# Comment lire les fichiers .bin



## lipef (3 Janvier 2010)

Bonjour tout le monde, et bonne année a tous.
J'aimerais savoir si il est possible de lire les fichier qui ont une extension.bin.
Sachant que se fichier provient d'un firmware. Normalement on pourrait le lire sous Linux.
Donc avant de virtualiser un système Linux sur mon mac j'aimerais s'avoir si avec un logiciel on pouvait l'éditer. Merci


----------



## tatouille (3 Janvier 2010)

un bin est une archive un peu comme un zip, editer quoi? je pense que c'est une image disk d'un GNU-Linux?, tu peux monter l'image si supporté

hdiutil mount my.bin

mais bon cette question n'a rien a faire ici wrong forum ici  Développement sur Mac par un service apres vente


----------



## lipef (3 Janvier 2010)

Ci cela est le cas, avec quoi puis je le lire ?
Ce fichier avec l'extension .bin permet de mettre a jour le WD TV HD (lecteur multimédia comme un peu apple tv).
J'aimerai voir comment est fait le programme de tel façon a le modifier.
Je sais qu'il est possible de le faire sous Linux, mais avant de virtualiser un système linux comme ibuntu, je voila savoir si un logiciel qui tourne sur mac existait. 
J'espère avoir été suffisamment clair. Merci


----------



## [Vezøul]Numerø41 (4 Janvier 2010)

En général sous MacOS l'extension "bin" correspond à une image disque ou une archive, elle est donc lisible soit avec un logiciel de gravure ou d'image disque tel que toast ou de compression/décompression comme Stuffit. Maintenant si cette extention représente un exécutable d'un autre système d'exploitation (sous Linux c'est parfois l'anarchie, tout le monde y va de son .x, .bin ou .exe et j'en passe) à part un éditeur hexadécimal je ne vois pas trop ce qui pourrait t'aider. Faudrait commencer par savoir quel soft à produit ce fichier si ce dernier n'est pas un exécutable.   

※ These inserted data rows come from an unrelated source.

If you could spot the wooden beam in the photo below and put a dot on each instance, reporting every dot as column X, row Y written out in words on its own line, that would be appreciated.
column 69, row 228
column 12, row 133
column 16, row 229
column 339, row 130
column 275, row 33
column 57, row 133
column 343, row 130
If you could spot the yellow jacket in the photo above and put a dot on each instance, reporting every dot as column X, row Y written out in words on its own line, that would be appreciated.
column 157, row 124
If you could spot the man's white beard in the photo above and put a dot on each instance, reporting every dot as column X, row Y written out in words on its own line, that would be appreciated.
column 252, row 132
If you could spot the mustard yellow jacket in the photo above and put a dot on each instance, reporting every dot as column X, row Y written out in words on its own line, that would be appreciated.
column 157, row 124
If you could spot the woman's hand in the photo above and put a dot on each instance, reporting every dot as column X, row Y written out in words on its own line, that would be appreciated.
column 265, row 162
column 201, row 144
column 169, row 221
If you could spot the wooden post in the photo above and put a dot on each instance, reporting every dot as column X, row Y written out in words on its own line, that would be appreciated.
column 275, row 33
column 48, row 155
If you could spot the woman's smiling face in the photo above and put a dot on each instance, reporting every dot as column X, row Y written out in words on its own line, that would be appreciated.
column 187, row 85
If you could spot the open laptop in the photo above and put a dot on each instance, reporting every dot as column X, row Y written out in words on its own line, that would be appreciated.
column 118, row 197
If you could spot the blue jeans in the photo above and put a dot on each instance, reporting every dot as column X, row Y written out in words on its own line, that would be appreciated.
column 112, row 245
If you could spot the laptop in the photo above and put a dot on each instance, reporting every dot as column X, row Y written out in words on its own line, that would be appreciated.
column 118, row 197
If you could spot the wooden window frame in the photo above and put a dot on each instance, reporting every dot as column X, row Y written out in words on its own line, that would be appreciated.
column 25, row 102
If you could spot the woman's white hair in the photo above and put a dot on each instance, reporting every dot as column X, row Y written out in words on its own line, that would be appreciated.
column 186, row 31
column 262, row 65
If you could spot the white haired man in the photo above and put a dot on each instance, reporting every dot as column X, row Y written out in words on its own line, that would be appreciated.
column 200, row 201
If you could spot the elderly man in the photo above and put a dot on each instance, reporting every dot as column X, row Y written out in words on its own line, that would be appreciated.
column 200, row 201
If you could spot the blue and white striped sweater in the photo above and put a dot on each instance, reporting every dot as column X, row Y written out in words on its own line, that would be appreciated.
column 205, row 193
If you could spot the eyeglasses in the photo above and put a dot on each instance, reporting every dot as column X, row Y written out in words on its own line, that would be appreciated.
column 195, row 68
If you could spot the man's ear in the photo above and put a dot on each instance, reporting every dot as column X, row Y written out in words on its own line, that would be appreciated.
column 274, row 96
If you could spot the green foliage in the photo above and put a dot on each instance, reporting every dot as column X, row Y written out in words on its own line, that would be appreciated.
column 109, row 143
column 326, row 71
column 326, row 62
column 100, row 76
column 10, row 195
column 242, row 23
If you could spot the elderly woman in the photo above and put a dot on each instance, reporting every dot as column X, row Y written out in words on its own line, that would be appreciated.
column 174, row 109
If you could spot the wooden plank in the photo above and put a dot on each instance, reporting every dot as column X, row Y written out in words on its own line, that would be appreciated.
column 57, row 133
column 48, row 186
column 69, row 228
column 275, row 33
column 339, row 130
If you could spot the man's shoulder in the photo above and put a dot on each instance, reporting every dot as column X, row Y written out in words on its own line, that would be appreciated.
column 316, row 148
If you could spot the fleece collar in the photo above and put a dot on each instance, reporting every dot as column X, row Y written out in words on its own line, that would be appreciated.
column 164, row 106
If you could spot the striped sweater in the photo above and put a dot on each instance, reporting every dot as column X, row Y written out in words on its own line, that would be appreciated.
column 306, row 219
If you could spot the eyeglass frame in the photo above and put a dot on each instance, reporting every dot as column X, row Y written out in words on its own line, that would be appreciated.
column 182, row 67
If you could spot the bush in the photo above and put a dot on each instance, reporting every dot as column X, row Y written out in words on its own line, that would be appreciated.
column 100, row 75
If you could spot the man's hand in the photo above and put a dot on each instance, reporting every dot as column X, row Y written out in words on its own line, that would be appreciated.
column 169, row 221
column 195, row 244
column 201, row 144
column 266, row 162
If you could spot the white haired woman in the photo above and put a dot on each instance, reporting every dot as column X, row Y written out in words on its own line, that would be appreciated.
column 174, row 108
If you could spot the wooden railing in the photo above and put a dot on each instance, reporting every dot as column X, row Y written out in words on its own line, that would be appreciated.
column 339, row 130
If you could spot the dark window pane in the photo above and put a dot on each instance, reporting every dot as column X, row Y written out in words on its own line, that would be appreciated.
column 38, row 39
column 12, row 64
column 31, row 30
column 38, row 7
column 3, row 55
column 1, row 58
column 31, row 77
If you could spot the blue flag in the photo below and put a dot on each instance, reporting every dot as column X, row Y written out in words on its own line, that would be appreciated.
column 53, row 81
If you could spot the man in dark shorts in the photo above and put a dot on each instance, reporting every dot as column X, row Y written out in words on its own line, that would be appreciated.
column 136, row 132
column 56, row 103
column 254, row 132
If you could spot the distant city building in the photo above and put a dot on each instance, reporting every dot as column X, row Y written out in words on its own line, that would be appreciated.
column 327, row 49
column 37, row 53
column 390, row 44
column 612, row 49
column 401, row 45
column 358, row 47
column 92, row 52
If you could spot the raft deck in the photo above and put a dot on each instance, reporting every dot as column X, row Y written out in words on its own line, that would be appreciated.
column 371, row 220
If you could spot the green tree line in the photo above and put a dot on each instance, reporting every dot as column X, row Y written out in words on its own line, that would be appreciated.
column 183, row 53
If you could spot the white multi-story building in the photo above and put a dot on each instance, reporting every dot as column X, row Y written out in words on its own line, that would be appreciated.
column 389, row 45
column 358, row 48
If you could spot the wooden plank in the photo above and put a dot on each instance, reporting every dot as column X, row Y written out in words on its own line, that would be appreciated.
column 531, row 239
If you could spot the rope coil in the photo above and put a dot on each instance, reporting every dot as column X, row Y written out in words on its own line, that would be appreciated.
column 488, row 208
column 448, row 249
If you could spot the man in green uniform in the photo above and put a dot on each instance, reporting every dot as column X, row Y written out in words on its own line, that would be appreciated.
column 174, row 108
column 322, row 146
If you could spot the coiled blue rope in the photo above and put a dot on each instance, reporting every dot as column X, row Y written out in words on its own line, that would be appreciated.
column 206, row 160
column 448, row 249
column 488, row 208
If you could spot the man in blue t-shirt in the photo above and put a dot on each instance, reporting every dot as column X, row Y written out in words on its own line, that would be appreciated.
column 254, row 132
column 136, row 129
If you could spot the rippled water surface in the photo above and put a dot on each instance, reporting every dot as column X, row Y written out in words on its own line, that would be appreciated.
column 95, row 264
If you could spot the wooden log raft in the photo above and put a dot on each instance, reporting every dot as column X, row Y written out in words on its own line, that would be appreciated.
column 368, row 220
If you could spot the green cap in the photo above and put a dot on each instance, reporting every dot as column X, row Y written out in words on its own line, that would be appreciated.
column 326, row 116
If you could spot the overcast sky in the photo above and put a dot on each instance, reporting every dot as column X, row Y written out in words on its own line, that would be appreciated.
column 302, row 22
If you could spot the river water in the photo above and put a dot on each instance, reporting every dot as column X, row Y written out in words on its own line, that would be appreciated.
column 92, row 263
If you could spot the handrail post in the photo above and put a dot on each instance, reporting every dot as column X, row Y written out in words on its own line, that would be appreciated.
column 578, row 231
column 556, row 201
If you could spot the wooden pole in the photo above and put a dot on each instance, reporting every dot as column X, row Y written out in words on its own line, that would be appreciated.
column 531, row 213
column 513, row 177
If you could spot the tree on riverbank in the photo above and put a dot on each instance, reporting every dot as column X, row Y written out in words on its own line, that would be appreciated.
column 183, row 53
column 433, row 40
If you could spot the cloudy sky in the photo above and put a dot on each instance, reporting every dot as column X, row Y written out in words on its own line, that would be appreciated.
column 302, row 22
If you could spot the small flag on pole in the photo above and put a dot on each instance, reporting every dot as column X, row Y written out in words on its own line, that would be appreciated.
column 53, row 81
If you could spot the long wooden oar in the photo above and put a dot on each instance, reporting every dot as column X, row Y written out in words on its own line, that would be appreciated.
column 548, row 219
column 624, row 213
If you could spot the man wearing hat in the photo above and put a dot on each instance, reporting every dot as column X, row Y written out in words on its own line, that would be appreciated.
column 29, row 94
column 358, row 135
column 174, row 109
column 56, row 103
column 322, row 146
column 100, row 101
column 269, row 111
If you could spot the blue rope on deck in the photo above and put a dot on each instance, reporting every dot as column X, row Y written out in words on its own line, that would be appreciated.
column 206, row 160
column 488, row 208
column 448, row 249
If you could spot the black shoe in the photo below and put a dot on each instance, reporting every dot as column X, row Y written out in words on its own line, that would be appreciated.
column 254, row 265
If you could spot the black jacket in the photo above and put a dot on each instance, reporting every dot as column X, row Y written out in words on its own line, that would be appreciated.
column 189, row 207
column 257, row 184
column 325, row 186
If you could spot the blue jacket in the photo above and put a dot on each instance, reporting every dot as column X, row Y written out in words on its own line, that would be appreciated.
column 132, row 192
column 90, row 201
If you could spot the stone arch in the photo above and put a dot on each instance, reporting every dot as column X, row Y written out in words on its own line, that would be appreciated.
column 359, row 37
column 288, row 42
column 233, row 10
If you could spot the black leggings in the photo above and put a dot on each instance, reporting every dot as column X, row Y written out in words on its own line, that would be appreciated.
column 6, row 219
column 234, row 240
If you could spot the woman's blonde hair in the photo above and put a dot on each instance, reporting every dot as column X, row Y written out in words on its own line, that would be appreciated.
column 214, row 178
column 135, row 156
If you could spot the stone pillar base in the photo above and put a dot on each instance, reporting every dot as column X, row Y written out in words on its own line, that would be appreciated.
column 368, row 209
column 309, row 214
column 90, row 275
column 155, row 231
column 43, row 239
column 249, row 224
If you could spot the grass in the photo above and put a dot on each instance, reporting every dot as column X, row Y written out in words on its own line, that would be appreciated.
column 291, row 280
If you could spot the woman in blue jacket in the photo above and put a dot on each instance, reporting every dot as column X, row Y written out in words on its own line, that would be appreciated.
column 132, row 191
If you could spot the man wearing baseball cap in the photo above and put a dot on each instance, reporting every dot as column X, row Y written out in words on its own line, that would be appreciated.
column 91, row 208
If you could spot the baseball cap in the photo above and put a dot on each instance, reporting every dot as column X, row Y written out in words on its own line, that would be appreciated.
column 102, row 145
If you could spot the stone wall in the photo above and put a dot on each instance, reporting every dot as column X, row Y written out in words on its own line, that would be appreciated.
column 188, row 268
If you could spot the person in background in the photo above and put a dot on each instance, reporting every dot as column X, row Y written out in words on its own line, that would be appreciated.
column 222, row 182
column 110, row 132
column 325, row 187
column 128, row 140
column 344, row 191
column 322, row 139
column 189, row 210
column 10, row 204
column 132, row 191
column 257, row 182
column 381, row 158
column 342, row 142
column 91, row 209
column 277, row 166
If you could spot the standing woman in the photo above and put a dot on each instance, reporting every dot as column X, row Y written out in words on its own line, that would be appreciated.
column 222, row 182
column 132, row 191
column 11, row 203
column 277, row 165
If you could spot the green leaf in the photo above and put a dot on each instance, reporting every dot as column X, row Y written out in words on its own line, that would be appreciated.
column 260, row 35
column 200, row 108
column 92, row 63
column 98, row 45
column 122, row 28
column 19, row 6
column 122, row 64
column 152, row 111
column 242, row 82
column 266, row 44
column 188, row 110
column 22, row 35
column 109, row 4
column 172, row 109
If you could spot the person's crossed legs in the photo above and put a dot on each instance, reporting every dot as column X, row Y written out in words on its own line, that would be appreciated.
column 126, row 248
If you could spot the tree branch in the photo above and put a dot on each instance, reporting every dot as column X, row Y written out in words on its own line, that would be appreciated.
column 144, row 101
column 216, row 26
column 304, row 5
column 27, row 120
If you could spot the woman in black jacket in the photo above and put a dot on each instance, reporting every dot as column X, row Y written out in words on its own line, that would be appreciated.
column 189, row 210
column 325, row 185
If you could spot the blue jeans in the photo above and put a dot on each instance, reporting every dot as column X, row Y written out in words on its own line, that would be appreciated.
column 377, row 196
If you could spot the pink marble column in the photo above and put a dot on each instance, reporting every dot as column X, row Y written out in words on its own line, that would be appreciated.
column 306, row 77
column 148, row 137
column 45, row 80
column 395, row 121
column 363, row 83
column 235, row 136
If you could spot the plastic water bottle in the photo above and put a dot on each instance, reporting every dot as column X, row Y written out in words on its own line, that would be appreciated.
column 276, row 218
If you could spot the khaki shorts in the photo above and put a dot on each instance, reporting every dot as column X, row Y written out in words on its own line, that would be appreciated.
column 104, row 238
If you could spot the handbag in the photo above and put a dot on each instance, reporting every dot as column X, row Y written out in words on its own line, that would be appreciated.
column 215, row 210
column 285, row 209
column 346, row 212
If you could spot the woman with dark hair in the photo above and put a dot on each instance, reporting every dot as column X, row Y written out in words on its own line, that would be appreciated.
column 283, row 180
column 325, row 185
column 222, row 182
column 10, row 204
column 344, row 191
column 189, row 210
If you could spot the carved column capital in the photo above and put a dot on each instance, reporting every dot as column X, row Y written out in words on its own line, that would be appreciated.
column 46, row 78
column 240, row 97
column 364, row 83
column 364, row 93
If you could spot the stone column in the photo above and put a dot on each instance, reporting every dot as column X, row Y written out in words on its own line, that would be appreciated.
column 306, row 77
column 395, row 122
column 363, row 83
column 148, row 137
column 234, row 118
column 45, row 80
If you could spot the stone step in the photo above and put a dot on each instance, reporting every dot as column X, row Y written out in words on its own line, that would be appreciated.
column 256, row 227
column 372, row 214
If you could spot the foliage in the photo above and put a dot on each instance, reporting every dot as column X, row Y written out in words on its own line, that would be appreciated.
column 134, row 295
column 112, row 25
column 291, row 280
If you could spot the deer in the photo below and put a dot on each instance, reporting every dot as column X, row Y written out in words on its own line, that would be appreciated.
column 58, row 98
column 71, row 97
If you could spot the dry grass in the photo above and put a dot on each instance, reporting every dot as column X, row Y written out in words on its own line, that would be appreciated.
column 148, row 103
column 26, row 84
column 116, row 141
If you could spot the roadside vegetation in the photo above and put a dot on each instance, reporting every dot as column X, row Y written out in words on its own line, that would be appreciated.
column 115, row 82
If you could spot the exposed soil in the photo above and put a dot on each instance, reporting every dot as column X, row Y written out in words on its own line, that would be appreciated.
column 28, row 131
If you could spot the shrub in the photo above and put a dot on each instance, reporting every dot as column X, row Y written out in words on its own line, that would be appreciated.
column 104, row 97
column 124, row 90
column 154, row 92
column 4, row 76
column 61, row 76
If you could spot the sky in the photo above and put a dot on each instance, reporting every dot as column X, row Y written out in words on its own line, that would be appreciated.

Par contre ce n'est pas vraiment du dev, sauf avec l'éditeur hexa qui peut s'apparenter à du debug à l'arrache


----------



## Al_Copett (16 Janvier 2010)

A mon humble avis et sans être certain !!
Ce fichier .bin pourrait tout simplement est l'image du contenu de la mémoire, type flash, qui contient le programme (firmeware) d'un système embarqué.
Cette mémoire peut-être partagée en 2 parties, une première accessible dans des conditions bien précises et qui contient un loader qui aurait pour tâche de charger et de programmer la deuxième avec le contenu du fichier .bin. Après un reset du système, c'est la deuxième partie qui est accessible par le processeur pour que celui-ci puisse exécuter le firmeware.
A mon avis, il faut connaître le type de processeur et avoir le désassembleur idoine.


----------